How far do we expect HSDS resources to be standalone and re-usable?

At Open Data Services we work on a number of standards, such as 360Giving and Open Contracting

Most standards that we work on try to hold to the principle that the standard can, in principle, operate separately from the organisation or community that has created it. This has partly been a defensive measure - most of those organisations started life with limited financial means - and has partly been to avoid lock-in, in the spirit of true Open-ness.

An effect of that has been that we’ve tried to make sure that anything that we create can be used entirely independently: our go-to schema language is JSON Schema, which can be validated using almost any programming language you’re likely to see, and when we need to introduce new features that JSON Schema doesn’t support, we patch the meta-schema.

As a result, you can take the schema and your data, run it through your preferred JSON Schema validation tool, and get basically the same results as the “official” validator. You’ve also got documentation of all the non-standard things, that you can extend your validator to support.

Although the OR-UK validator is well-documented (and maybe open-source?), it doesn’t give me anything that I can just plug into - for example - my CI system to make sure that my pull request doesn’t break the feed’s compliance with OR-UK. Even if I run it myself, I still have to maintain it - and it might not be in a language that I understand.

This approach does introduce new constraints, however: we have to be much clearer on what is considered “correct”, and resolve any ambiguity early on. This is often welcome, but does make making changes harder. It also means that we’re limited by our chosen schema language: some of our standards still use JSON Schema DRAFT-4, which doesn’t have a date type, and means that there’s a horrible regex for one field.

So my question for the OR community is this: how much does this matter? Do we want to have this sort of portability? Is it worth the cost?

1 Like

Good questions and I hope others will respond.

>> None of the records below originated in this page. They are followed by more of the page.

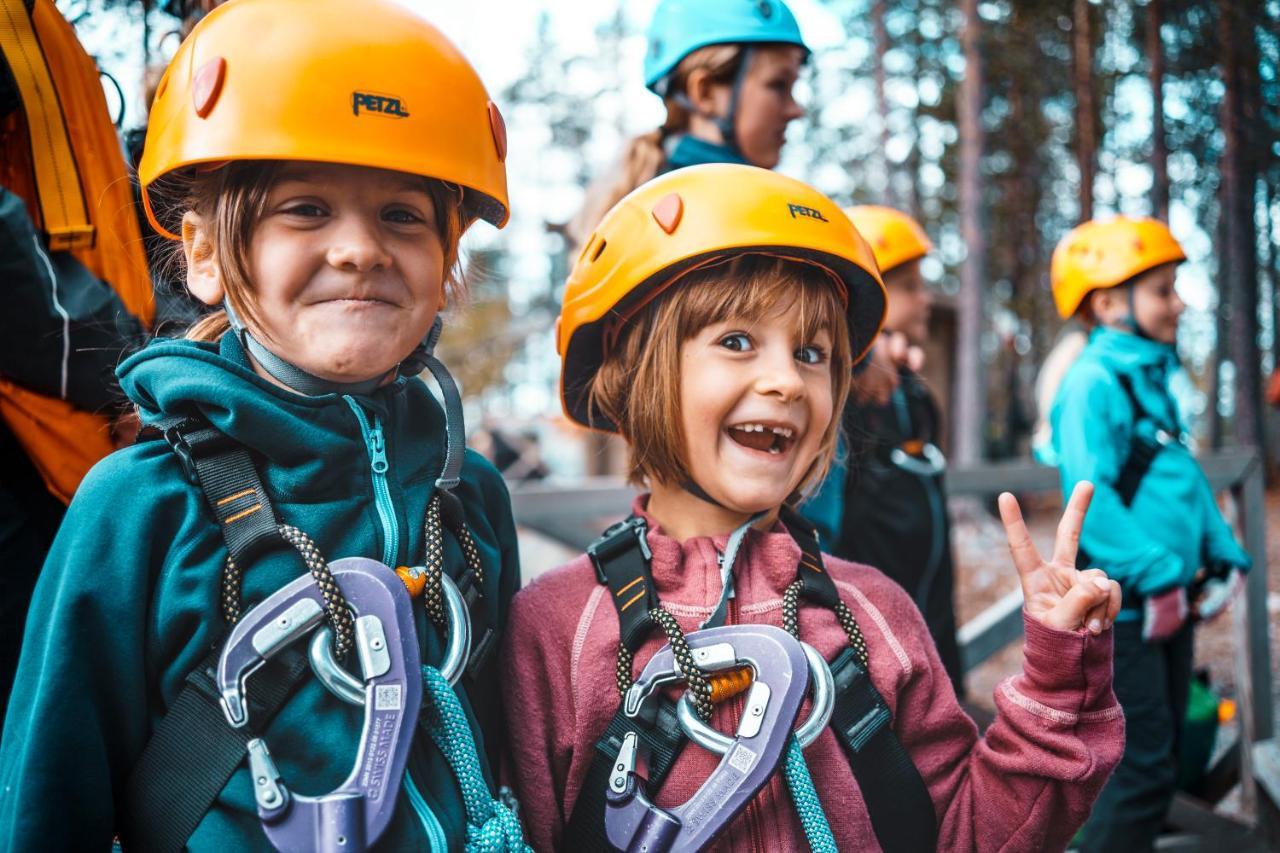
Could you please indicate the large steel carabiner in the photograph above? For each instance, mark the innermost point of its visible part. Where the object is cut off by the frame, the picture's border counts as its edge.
(353, 815)
(780, 683)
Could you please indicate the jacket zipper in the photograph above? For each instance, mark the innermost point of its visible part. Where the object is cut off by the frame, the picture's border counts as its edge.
(375, 442)
(430, 822)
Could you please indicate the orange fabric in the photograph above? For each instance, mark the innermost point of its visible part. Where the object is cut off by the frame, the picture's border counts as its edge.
(63, 441)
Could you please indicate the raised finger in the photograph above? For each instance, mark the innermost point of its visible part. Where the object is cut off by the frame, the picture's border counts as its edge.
(1074, 609)
(1025, 556)
(1068, 542)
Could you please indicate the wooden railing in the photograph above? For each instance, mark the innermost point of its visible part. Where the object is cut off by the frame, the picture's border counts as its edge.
(576, 515)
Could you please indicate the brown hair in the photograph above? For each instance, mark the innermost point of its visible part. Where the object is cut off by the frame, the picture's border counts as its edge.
(638, 386)
(644, 155)
(233, 199)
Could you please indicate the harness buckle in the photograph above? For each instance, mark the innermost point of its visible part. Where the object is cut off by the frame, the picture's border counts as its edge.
(781, 679)
(616, 539)
(355, 813)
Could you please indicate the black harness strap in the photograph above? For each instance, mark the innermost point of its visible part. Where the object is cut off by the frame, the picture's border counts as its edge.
(192, 751)
(1142, 454)
(896, 798)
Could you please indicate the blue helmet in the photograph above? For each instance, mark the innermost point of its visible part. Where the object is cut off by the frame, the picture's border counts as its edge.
(680, 27)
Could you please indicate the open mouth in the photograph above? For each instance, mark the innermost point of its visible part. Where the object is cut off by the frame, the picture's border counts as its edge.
(764, 438)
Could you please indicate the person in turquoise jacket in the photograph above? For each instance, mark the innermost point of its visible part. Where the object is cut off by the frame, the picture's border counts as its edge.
(1153, 525)
(330, 241)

The ORUK validator is open source with code here. The checks it performs are documented here.

My views are:

  • The core HSDS and any application profile derived from it should be in the tabular data format, so it can be validated with any generic validation tool

  • Open Referral should provide an online validator that checks an open API endpoint for validity against a given HSDS version and application profile (these might be identified in the API feed itself) as defined by the tabular data format. I think this is essential rather than relying on people to run their own validators. Such a validator may add extra checks such as whether particular query parameters are supported and how rich the data is.